En outre, la présomption repose en partie sur l’idée que certains métiers comportent des risques intrinsèquement plus élevés de traumatismes psychologiques. Une perception que le Dr Quentin Durand-Moreau invite à nuancer. «Il faut s’enlever de la tête qu’il y aurait des métiers plus à risques que d’autres, n’importe quel métier peut être exposé à des risques psychologiques», insiste-t-il. 

Il reconnaît toutefois que certains contextes professionnels, comme l’intensité du travail, la charge émotionnelle ou la qualité des relations sociales au sein de l’organisation, peuvent accentuer ces risques, peu importe le secteur d’activité.

Vers une reconnaissance plus équitable?

Si le burnout est encore mal reconnu sur le plan institutionnel, ses effets, eux, sont bien tangibles, rappelle le professeur Durand-Moreau. Les conséquences sur la santé mentale des travailleurs peuvent être sévères. «Quand on a quelqu’un qui vit un problème de santé mentale au travail, la première chose, c’est de s’assurer qu’il n’y a pas de risque de suicide», affirme-t-il. 

Selon des études, entre 10 à 13% des suicides commis à l’échelle mondiale seraient liés, de façon partielle ou totale, au travail, précise-t-il.

Marie-Claude Côté, aujourd’hui directrice générale du Réseau santé Alberta (RSA), a connu cette réalité de l’intérieur. Ancienne ambulancière paramédicale, elle se souvient d’un temps où parler d’épuisement professionnel était presque tabou. «À l’époque, on se faisait dire : « si tu consultes pour des enjeux de santé mentale, il y a des chances que tu perdes ta licence ». On avait tous très peur de ça», raconte-t-elle.

Cette peur a eu des conséquences bien concrètes. «À ma connaissance, aucun de mes collègues n’a jamais pris un congé pour épuisement. Pourtant, ils en auraient peut-être eu besoin, dit-elle. Dans mon entourage, il y a plus d’un paramédic qui est décédé par suicide.»
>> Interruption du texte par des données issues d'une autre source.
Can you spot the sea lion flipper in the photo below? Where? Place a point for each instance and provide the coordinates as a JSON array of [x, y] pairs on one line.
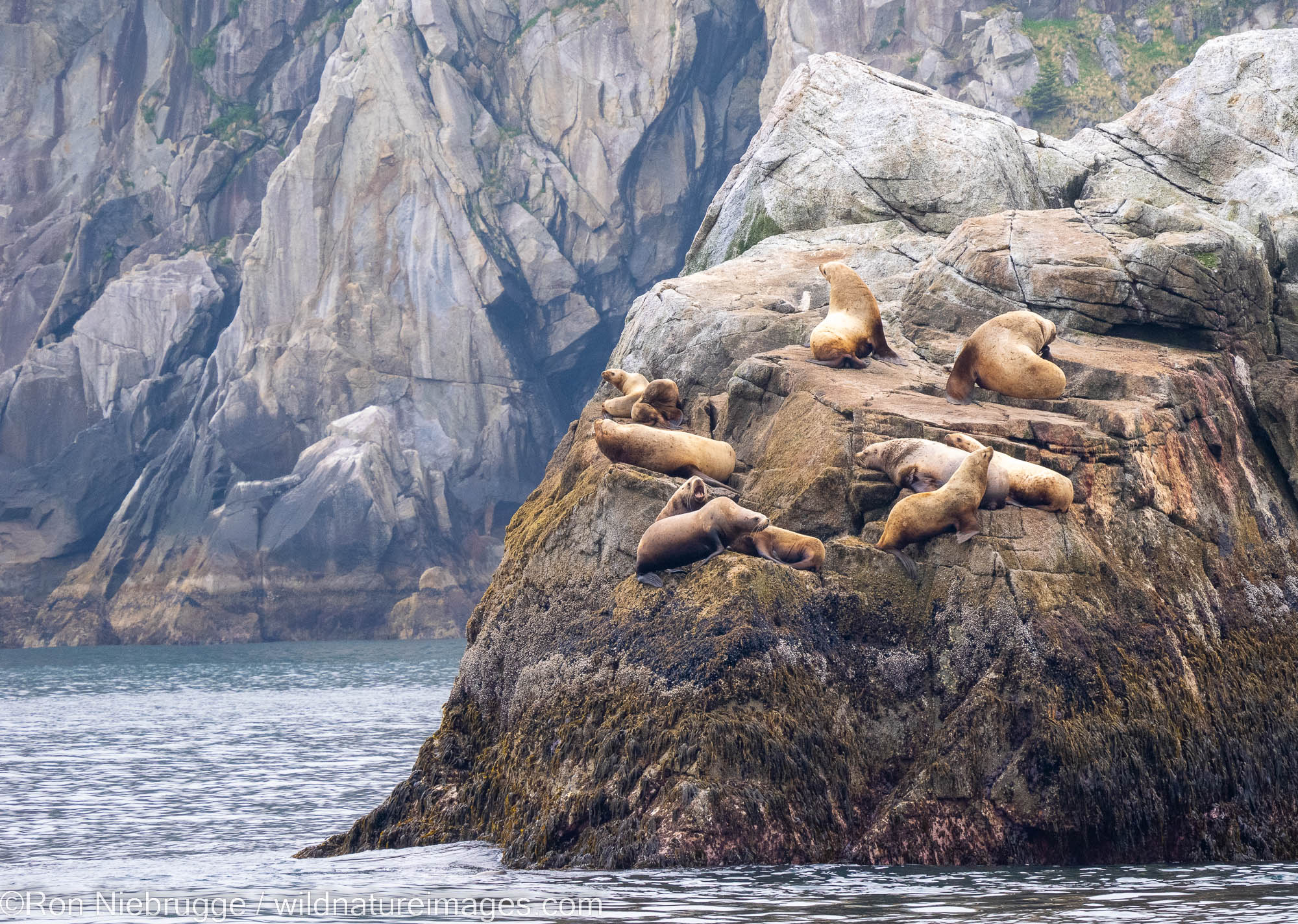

Pour elle, il est urgent de briser le silence et de mieux prendre en charge ces réalités. «Le burnout devrait être pris beaucoup plus au sérieux et, surtout, être beaucoup moins stigmatisé», insiste-t-elle. 

Dr Quentin Durand-Moreau espère, de son côté, que l’Alberta – et plus largement le Canada – rattrapera son retard en matière de reconnaissance des troubles psychologiques liés au travail au cours des prochaines années. «En France, la dépression liée au travail est reconnue comme maladie professionnelle, illustre-t-il. Ici, cette culture n’est pas autant développée dans les bureaux d’accidents du travail. Le système a surtout été pensé pour des blessures physiques ou des expositions à des événements extrêmes.»

S’il garde «bon espoir» de voir les choses évoluer, encore faut-il, selon lui, une volonté politique claire : le gouvernement albertain doit donner «une réelle impulsion» à la Workers’ Compensation Board, affirme-t-il. Sans orientation claire, l’épuisement professionnel risque de rester un angle mort du système, laissant certains travailleurs, comme Marie, sans reconnaissance ni réparation.